AI reported smaller-than-expected fiscal fourth-quarter losses and a revenue beat
The shares of C3.ai Inc (NYSE:AI) are down 8.9% at $16.90 at last check, despite the tech name's smaller-than-expected fiscal fourth-quarter losses, which came alongside a revenue beat. What's hurting the equity instead is a dismal current-quarter and annual revenue forecast, which came well below analysts' estimates due to slower customer growth and weaker demand.
In turn, Piper Sandler downgraded the stock to "neutral" from "overweight," and slashed its price objective to $15 from $28. Another five analysts followed suit with price target cuts as well.

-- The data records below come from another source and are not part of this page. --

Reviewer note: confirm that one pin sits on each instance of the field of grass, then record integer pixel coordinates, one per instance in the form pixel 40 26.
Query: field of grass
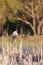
pixel 29 41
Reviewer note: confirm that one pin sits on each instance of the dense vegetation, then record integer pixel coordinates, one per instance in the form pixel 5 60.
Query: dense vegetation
pixel 29 13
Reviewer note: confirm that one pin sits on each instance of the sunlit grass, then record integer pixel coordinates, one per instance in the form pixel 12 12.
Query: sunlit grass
pixel 26 42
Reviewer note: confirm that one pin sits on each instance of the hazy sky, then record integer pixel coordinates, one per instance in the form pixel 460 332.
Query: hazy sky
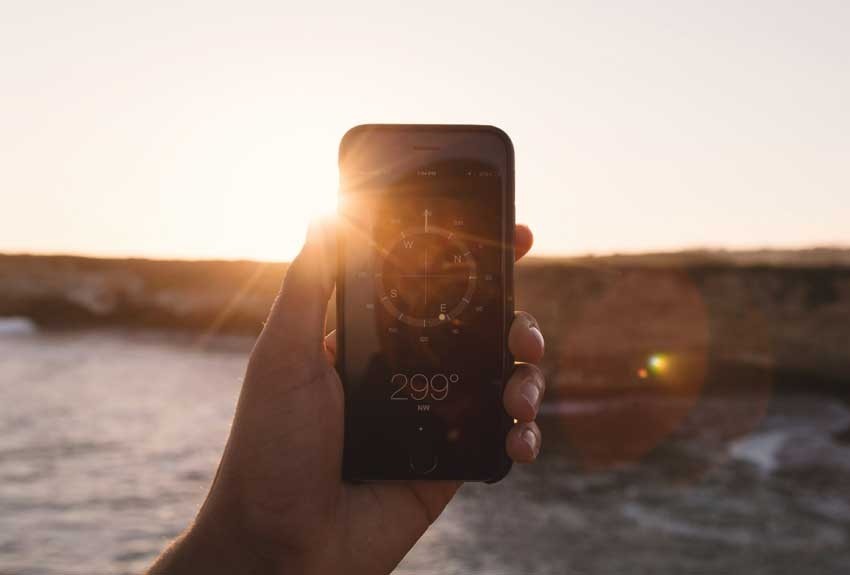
pixel 200 129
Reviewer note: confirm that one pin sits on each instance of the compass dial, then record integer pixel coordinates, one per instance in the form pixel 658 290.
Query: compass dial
pixel 427 276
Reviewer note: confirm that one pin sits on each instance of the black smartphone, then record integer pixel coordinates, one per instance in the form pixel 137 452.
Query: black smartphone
pixel 425 300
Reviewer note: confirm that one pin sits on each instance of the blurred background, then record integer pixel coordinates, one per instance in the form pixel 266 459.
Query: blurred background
pixel 684 168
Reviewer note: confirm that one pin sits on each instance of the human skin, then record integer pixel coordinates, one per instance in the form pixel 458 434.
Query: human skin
pixel 278 503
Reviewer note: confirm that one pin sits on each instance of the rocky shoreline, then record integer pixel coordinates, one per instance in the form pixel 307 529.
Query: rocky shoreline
pixel 777 312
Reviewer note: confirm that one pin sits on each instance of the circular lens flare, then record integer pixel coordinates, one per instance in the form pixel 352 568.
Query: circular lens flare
pixel 658 363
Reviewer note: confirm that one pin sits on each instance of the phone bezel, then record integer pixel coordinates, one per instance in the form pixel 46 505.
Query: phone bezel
pixel 430 134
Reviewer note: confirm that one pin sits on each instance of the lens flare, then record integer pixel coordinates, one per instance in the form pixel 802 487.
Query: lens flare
pixel 658 363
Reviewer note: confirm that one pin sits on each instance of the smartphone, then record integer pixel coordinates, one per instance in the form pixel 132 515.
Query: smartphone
pixel 425 300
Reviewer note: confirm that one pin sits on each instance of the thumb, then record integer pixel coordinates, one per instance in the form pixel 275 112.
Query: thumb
pixel 296 323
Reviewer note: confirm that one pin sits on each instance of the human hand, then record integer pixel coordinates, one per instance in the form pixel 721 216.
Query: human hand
pixel 278 503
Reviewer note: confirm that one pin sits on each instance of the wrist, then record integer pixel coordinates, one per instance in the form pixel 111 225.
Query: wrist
pixel 211 547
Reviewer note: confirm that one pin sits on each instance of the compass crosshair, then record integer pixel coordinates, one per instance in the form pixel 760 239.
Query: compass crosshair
pixel 427 275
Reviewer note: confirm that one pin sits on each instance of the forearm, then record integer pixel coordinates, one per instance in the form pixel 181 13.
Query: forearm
pixel 205 549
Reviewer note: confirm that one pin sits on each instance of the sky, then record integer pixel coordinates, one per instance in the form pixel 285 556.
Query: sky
pixel 210 130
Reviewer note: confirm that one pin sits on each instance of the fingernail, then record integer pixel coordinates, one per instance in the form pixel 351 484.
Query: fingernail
pixel 539 337
pixel 531 392
pixel 530 439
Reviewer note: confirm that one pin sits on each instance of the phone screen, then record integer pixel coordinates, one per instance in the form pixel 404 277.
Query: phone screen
pixel 426 252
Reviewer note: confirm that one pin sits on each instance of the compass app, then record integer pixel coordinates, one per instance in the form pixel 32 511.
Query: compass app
pixel 424 310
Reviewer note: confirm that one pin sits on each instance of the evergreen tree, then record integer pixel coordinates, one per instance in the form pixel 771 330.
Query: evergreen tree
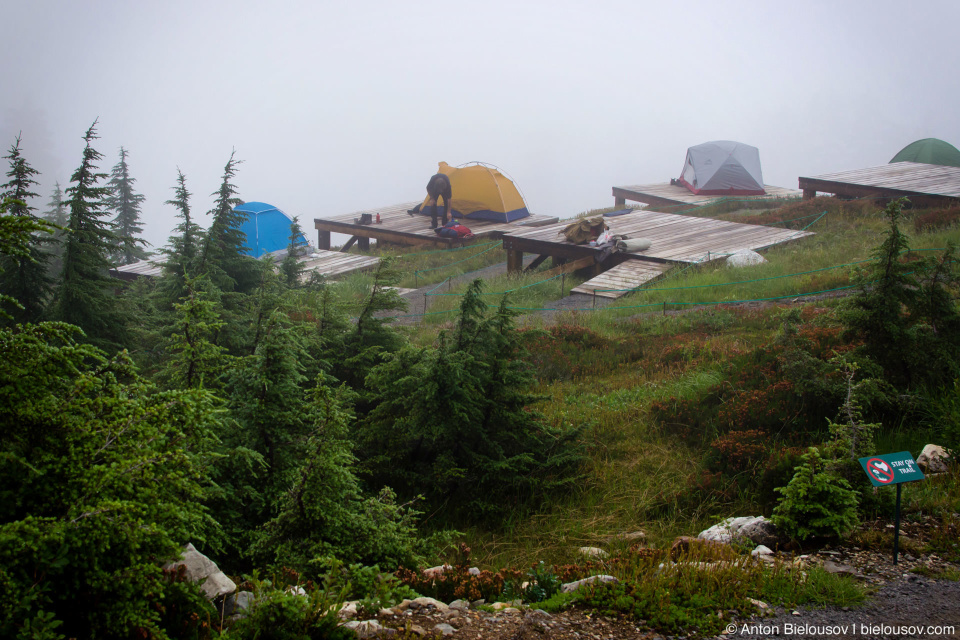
pixel 222 253
pixel 323 513
pixel 56 214
pixel 24 278
pixel 292 266
pixel 102 480
pixel 372 335
pixel 182 249
pixel 457 423
pixel 16 233
pixel 265 396
pixel 903 313
pixel 195 360
pixel 84 296
pixel 123 201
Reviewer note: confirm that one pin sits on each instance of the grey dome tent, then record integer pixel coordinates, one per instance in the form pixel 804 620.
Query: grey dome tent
pixel 723 168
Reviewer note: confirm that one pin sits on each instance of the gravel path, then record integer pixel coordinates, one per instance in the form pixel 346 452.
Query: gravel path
pixel 910 606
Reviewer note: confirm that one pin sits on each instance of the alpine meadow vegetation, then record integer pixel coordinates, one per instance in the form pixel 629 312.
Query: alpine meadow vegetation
pixel 324 440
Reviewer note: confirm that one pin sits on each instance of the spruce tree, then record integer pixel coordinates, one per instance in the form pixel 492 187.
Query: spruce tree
pixel 183 245
pixel 222 254
pixel 125 203
pixel 457 423
pixel 56 214
pixel 24 277
pixel 291 268
pixel 84 295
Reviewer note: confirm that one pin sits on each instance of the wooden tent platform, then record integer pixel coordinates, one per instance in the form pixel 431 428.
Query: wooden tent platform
pixel 887 181
pixel 671 195
pixel 328 263
pixel 674 239
pixel 401 228
pixel 619 280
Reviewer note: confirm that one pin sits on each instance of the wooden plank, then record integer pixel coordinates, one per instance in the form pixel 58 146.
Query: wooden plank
pixel 536 262
pixel 569 267
pixel 666 194
pixel 890 180
pixel 619 280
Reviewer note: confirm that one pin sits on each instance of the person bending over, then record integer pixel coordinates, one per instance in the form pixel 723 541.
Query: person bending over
pixel 438 187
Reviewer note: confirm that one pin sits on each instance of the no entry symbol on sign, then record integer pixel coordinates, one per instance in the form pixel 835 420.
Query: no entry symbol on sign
pixel 880 470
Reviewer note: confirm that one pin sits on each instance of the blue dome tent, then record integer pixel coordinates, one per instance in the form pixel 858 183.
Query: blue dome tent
pixel 267 228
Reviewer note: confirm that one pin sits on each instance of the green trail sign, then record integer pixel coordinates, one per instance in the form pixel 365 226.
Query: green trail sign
pixel 891 468
pixel 888 469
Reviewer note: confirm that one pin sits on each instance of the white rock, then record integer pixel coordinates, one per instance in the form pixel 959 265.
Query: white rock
pixel 933 459
pixel 199 567
pixel 757 529
pixel 367 628
pixel 423 601
pixel 745 257
pixel 436 572
pixel 460 605
pixel 573 586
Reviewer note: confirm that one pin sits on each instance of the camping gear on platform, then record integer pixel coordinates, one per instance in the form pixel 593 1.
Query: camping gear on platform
pixel 633 245
pixel 453 229
pixel 266 227
pixel 723 168
pixel 929 151
pixel 480 193
pixel 584 230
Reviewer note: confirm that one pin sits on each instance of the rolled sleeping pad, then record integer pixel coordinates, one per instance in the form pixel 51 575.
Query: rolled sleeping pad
pixel 634 245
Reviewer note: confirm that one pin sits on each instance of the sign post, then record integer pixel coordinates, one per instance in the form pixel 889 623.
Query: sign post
pixel 892 468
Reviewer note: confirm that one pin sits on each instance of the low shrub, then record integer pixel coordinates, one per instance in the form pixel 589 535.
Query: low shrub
pixel 539 583
pixel 278 614
pixel 816 503
pixel 937 219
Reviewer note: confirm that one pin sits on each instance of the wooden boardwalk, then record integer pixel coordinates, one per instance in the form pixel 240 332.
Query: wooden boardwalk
pixel 675 239
pixel 398 227
pixel 670 195
pixel 887 181
pixel 619 280
pixel 327 263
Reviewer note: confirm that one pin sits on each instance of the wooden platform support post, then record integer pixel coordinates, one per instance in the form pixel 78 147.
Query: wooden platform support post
pixel 514 261
pixel 323 240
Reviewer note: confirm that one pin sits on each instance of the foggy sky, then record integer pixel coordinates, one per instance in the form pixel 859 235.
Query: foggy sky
pixel 340 106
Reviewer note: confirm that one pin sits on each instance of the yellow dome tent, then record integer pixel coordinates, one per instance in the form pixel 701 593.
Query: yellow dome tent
pixel 482 193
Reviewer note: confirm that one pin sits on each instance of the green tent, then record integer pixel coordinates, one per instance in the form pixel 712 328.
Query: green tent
pixel 929 151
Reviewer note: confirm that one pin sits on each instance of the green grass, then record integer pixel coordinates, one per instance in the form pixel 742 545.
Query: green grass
pixel 689 597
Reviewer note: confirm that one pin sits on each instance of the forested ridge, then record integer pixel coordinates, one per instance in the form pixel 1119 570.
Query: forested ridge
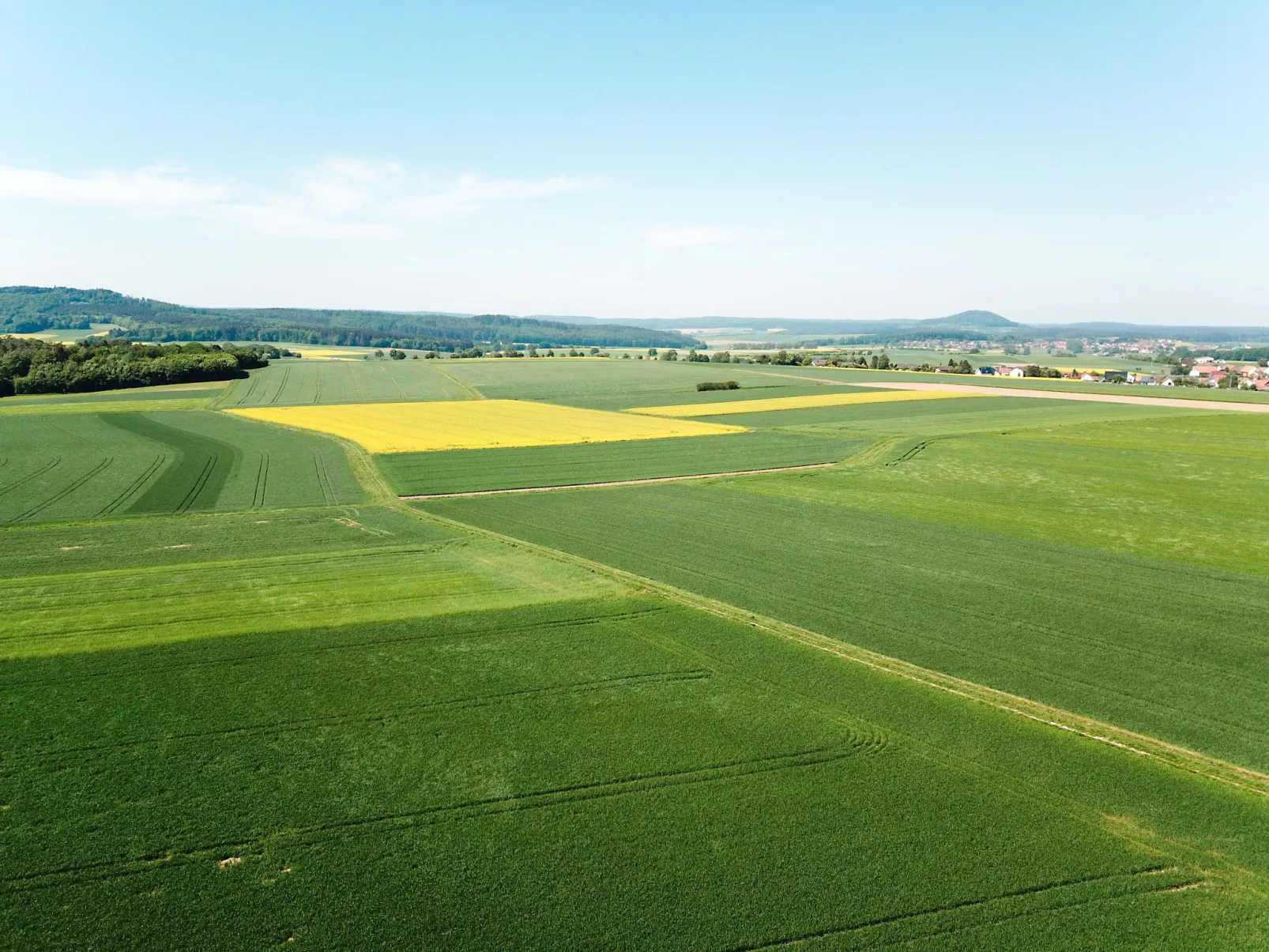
pixel 25 310
pixel 31 366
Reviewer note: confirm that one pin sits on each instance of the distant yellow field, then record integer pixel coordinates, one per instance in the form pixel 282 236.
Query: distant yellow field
pixel 801 403
pixel 476 424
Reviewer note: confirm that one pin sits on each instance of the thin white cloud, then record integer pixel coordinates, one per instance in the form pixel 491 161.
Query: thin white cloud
pixel 341 198
pixel 683 238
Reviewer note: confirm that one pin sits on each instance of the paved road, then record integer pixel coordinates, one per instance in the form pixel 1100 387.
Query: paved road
pixel 1094 397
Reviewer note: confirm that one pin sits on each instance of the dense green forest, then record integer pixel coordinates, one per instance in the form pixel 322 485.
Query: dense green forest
pixel 31 366
pixel 24 310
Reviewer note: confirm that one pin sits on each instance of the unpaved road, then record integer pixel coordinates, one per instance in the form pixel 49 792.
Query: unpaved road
pixel 1094 397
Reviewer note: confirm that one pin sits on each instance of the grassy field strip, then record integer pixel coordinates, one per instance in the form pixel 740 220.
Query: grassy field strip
pixel 163 462
pixel 619 483
pixel 467 387
pixel 1076 395
pixel 457 424
pixel 103 406
pixel 1172 754
pixel 100 610
pixel 547 799
pixel 796 403
pixel 992 910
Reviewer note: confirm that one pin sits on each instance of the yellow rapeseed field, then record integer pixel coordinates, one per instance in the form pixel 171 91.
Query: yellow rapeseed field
pixel 476 424
pixel 801 403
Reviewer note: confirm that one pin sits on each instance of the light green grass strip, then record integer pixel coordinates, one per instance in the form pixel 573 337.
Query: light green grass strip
pixel 160 604
pixel 103 406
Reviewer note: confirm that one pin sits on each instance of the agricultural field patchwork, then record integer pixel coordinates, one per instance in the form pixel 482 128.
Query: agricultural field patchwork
pixel 255 701
pixel 833 397
pixel 481 470
pixel 619 385
pixel 976 578
pixel 299 382
pixel 409 428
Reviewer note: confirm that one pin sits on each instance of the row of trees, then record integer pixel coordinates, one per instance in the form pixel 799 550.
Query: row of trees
pixel 33 309
pixel 29 366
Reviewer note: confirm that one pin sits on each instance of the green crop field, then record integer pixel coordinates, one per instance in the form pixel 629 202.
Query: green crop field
pixel 293 382
pixel 251 700
pixel 87 465
pixel 473 470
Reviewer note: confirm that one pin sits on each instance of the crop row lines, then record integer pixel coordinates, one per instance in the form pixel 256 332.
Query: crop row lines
pixel 303 724
pixel 1131 742
pixel 992 910
pixel 448 813
pixel 241 660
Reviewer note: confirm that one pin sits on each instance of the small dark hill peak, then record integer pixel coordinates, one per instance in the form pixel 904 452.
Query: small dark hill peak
pixel 972 319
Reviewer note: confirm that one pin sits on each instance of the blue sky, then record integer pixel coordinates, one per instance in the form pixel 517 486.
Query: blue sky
pixel 1061 161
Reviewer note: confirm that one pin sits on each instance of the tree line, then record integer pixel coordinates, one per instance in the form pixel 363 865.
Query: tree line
pixel 25 310
pixel 31 366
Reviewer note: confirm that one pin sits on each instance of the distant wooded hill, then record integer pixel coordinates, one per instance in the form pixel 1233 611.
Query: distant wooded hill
pixel 24 310
pixel 966 325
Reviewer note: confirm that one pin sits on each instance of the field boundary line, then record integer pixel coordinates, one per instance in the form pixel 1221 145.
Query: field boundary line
pixel 618 483
pixel 475 393
pixel 1131 742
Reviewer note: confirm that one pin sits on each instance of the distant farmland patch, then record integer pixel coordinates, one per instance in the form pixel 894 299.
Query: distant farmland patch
pixel 409 428
pixel 795 403
pixel 473 470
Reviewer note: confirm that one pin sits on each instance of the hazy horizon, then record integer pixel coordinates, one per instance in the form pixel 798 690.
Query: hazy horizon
pixel 845 161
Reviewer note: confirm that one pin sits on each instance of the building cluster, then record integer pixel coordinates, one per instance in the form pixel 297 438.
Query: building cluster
pixel 1203 372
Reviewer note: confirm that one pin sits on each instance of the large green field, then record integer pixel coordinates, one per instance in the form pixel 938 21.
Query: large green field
pixel 995 679
pixel 92 465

The brokerage bunch was already pessimistic on AI heading into today, with five of the seven firms in coverage calling the security a tepid "hold" or worse.
Short sellers remain in control. In fact, the 16.49 million shares sold short account for 18.7% of AI's available float, or more than one week's worth of pent-up buying power.
Options traders are chiming in on the earnings results today. So far, 10,000 calls and 3,904 puts have been traded, or seven times the intraday average. The most popular contract is the June 17.50 call, where positions are being opened, followed by the 20 call in the same monthly series.
Digging deeper, the $20 level last week rejected the security's rally off its May 12, all-time low of $13.37. Shares are today pacing for their worst day since early May and eyeing a close back below the 20-day moving average. In the past 12 months, AI has shed 77.9%.